Thus it will be appreciated by those of ordinary skill in the art that the program output gating arrangement indicated by the dashed block 311 acts to transform select outputs obtained from the OR gate 335 on a per program basis into the program controlled function specified for each program addressed. Thereafter, the various program functions which may be designated are accumulated within the three pairs of function and skip flip flops associated with each separately driven output until all of the programs established have been run. The output decision pulse generated on conductor 382 then acts to apply the resultant function outputs to the conductors 381, 389 and 395 to thereby indicate a print or no print condition for the card processed as well as possibly incrementing the first and/or second auxillary counters 9 and 10 illustrated in FIG. 1. Furthermore, although the output developed on conductor 381 in the form of a low for a print condition or a high for an inhibit condition is adapted to be directly applied to the logic and control circuit illustrated in FIG. 4 of U.S. Pat. No. 3,700,324, for an electrophotographic printing operation in a system such as disclosed therein, it will be appreciated by those of ordinary skill in the art, that the same output, may be used directly or logically modified so as to drive various deflector means employed in conventional sorting apparatus to thereby achieve a separation based on the selection conditions imposed rather than a selected printing operation.
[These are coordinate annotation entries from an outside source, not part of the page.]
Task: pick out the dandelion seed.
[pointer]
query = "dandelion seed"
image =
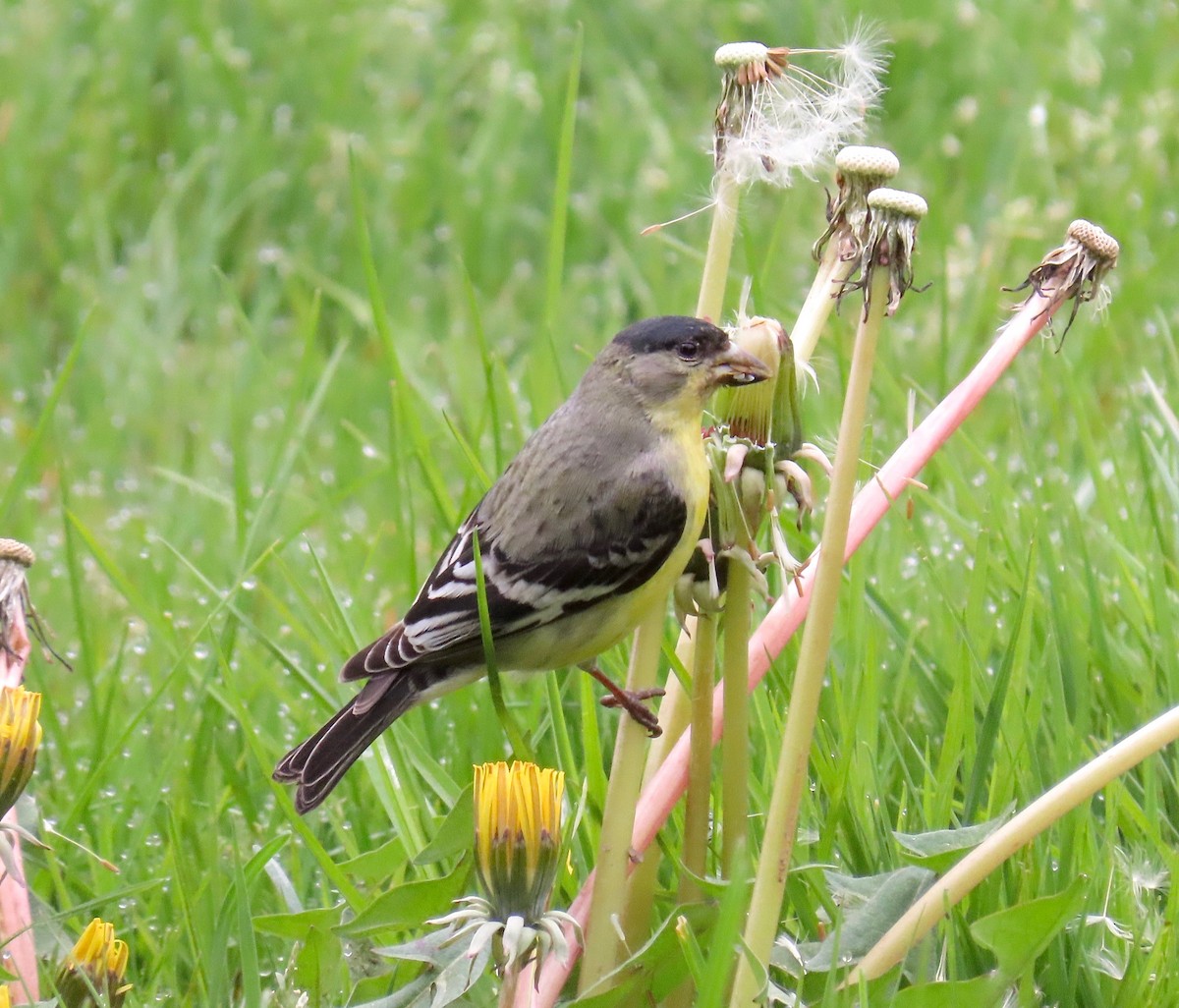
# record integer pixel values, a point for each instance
(775, 116)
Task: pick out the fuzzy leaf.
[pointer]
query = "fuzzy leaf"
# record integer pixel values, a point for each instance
(1018, 934)
(941, 849)
(884, 900)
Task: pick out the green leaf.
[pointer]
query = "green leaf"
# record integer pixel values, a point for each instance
(299, 925)
(657, 968)
(408, 905)
(387, 861)
(941, 849)
(457, 835)
(884, 900)
(1018, 934)
(319, 968)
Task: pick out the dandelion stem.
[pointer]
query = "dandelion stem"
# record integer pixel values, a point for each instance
(1018, 832)
(618, 814)
(510, 984)
(872, 502)
(675, 710)
(720, 245)
(735, 743)
(16, 912)
(700, 765)
(829, 277)
(790, 781)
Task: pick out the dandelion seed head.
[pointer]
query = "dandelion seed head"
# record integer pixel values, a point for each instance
(899, 203)
(1095, 240)
(777, 117)
(873, 163)
(732, 56)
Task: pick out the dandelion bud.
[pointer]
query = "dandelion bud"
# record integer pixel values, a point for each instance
(749, 411)
(752, 488)
(21, 736)
(858, 172)
(92, 973)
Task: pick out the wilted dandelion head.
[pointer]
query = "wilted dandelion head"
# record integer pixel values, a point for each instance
(891, 234)
(16, 559)
(776, 116)
(858, 172)
(1076, 270)
(518, 843)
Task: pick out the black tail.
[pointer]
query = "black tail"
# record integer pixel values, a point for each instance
(318, 763)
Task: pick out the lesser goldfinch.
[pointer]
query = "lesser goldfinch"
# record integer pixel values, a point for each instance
(589, 526)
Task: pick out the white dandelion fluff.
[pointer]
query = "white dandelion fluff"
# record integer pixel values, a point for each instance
(777, 117)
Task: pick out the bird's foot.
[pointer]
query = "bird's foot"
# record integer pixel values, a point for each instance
(630, 700)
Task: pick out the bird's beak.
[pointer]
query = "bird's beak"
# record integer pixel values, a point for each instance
(738, 366)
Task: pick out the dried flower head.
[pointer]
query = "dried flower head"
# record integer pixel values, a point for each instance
(776, 117)
(21, 736)
(518, 844)
(1076, 270)
(858, 172)
(16, 559)
(893, 222)
(749, 411)
(94, 970)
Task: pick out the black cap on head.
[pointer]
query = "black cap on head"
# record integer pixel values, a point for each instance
(667, 331)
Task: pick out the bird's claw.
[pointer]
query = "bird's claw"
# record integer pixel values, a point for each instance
(632, 701)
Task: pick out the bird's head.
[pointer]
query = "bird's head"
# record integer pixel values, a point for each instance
(676, 363)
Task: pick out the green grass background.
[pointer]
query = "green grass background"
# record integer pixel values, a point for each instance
(236, 465)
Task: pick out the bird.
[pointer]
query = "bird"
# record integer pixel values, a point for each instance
(589, 526)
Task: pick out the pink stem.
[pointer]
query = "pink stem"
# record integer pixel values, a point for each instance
(16, 915)
(787, 614)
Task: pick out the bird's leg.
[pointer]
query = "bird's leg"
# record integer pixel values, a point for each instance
(630, 700)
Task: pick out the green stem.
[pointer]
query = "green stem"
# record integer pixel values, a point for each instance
(720, 245)
(1018, 832)
(790, 782)
(673, 716)
(618, 816)
(829, 277)
(700, 764)
(510, 984)
(735, 742)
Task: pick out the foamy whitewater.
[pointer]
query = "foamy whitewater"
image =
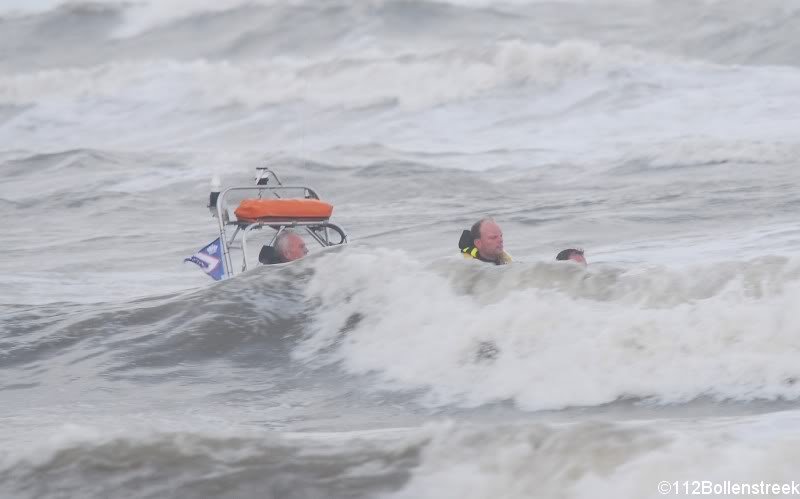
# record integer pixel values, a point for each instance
(659, 136)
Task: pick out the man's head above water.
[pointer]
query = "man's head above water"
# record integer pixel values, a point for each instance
(488, 238)
(289, 246)
(572, 254)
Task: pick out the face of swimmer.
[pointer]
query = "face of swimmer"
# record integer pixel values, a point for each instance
(572, 255)
(291, 247)
(490, 244)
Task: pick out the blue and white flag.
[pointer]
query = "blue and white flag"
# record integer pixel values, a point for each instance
(210, 260)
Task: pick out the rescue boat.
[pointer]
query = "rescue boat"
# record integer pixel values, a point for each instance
(268, 205)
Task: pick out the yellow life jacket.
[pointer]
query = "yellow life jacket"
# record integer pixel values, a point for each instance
(471, 252)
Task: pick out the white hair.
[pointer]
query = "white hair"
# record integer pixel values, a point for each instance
(282, 243)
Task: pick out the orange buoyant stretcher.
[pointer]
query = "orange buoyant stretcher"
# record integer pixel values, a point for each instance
(304, 209)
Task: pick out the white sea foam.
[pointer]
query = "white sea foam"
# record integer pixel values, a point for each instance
(564, 337)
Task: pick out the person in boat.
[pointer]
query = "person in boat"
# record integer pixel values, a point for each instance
(484, 242)
(289, 246)
(572, 254)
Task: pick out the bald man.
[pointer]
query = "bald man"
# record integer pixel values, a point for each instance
(486, 242)
(289, 247)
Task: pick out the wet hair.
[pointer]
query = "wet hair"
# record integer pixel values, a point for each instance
(567, 253)
(475, 230)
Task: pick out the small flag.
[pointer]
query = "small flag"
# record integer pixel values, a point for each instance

In operation of the control memory and decision apparatus depicted in FIG. 5, it will be appreciated by those of ordinary skill in the art that when a program mode of operation is established, the first four bits in channel A of each control program card loaded will be written into an appropriate address within the control information memory means 309 due to the application of these bits to conductors 318 - 321 and the application of an enable level to conductor 325 from the program control output of the write/read memory address and selection control apparatus depicted in FIG. 3. Furthermore as the addressing of the eight, four bit word locations which may be employed within the control information memory means 309 is controlled by the output of the program number counter 155, as shown in FIG. 3, sequential and appropriate addressing for each program loaded will be assured.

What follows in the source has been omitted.